Bottom line: Tesla and other EV makers are likely to face an uphill road in China for the next year, but prospects could start to improve in mid 2015 as new initiatives gain momentum.
Reports on a new trade-in promotion from Tesla (Nasdaq: TSLA) are adding fuel to talk earlier this month that the high-flying electric vehicle (EV) maker isn’t doing as well as hoped in China, where sales have gotten off to a slow start. This kind of a sluggish start isn’t too unexpected, since EVs are rare in China and face many obstacles despite a strong push by Beijing to boost the sector. Tesla should be commended for its numerous efforts to promote EV development in China through a wide range of initiatives, but is also largely to blame for the building disappointment after it built up huge expectations for itself in the market.
Tesla drove into China with huge fanfare back in April, when charismatic chief Elon Musk came to the country to deliver his company’s first car in a widely covered event that coincided with the nation’s largest annual auto show. (previous post) After that Tesla announced a series of initiatives to promote its EVs, mostly aimed at building the necessary infrastructure to make car ownership more attractive.

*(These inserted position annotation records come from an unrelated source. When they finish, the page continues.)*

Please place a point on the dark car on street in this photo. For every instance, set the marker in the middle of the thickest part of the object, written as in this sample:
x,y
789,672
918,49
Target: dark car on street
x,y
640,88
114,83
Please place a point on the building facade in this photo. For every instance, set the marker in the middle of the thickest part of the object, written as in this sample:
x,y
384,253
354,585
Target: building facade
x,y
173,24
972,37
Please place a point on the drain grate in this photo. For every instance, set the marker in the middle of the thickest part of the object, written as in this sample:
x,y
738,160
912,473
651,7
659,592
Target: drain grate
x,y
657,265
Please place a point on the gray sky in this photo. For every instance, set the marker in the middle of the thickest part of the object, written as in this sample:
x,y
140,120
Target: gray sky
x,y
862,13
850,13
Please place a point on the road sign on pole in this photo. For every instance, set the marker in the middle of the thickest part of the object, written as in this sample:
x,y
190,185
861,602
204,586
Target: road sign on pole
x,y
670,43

But then the glitter started to peel off of Tesla’s slick veneer when media reported earlier this month that its China chief Veronica Wu had left just 9 months after joining the company. (previous post) That led to widespread speculation that Tesla was facing more headwinds in a market where it had previously indicated it could sell as many as 8,000 vehicles per year, second only to the US.
Now in the latest signal of the company’s uphill struggle, media are reporting Tesla has rolled out a new program allowing car owners to trade in their old vehicles towards the purchase of one of Tesla’s Model S sedans. (English article) Tesla announced the program in a statement, and said buyers in Beijing, Hangzhou and Shanghai can use the value of their old cars to help pay for a new Model S, which is currently priced at 648,000 yuan in China. ($104,000).

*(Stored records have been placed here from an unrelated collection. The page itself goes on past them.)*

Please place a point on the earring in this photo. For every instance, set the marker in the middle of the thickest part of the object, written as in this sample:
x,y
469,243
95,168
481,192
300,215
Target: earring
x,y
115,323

The reports say Tesla has exported about 3,500 cars to China since launching sales there in April, but its registered car park has only added about 2,000 vehicles during that period. That would imply that the company’s actual sales and pending orders awaiting delivery are probably in the 2,500-3,000 vehicle range — far less than the 5,000 vehicles per year that it hopes to sell in the market. Of course the company hasn’t been in China for a full year yet; but its current sales would still only translate to about 3,700 units sold on an annualized basis.

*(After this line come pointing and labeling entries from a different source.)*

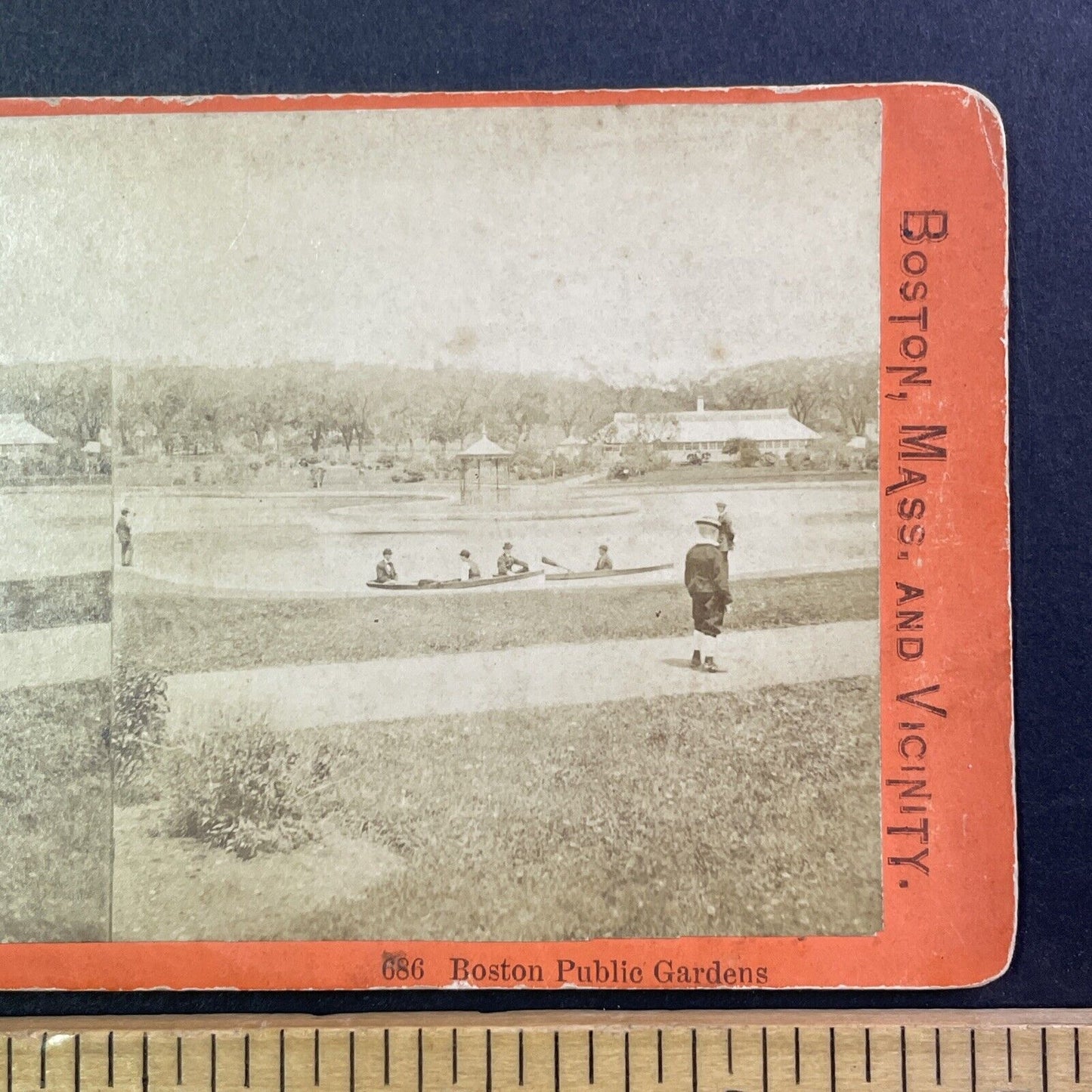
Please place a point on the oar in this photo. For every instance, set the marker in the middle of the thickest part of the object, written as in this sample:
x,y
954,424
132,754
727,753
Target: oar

Of course, Tesla isn’t the only EV maker that’s had a tough time in China. The other notable case is domestic industry cheerleader BYD (HKEx: 1211; Shenzhen: 002594), whose shares went on a roller coaster ride earlier this month when a report came out spotlighting many of the company’s troubles.
BYD’s shares tumbled nearly 30 percent in a single day after the report came out, prompting the company issue a statement refuting some of the claims, including one that billionaire backer Warren Buffett was preparing to sell down his 10 percent stake. (company announcement) Since then the shares have bounced back somewhat, but they’re still at about half their 2014 high hit back in September.
All of this shows that both domestic and international EV makers will continue to face an uphill road in China, which isn’t too surprising due to the high degree of skepticism towards the sector by local car buyers. I personally think we could see a subtle shift around the middle of next year, as many of the new infrastructure initiatives come on stream and local governments boost their buying to support Beijing’s policy objectives. When that happens, look for prospects of companies like Tesla and BYD to finally start improving, though the shift could come slowly.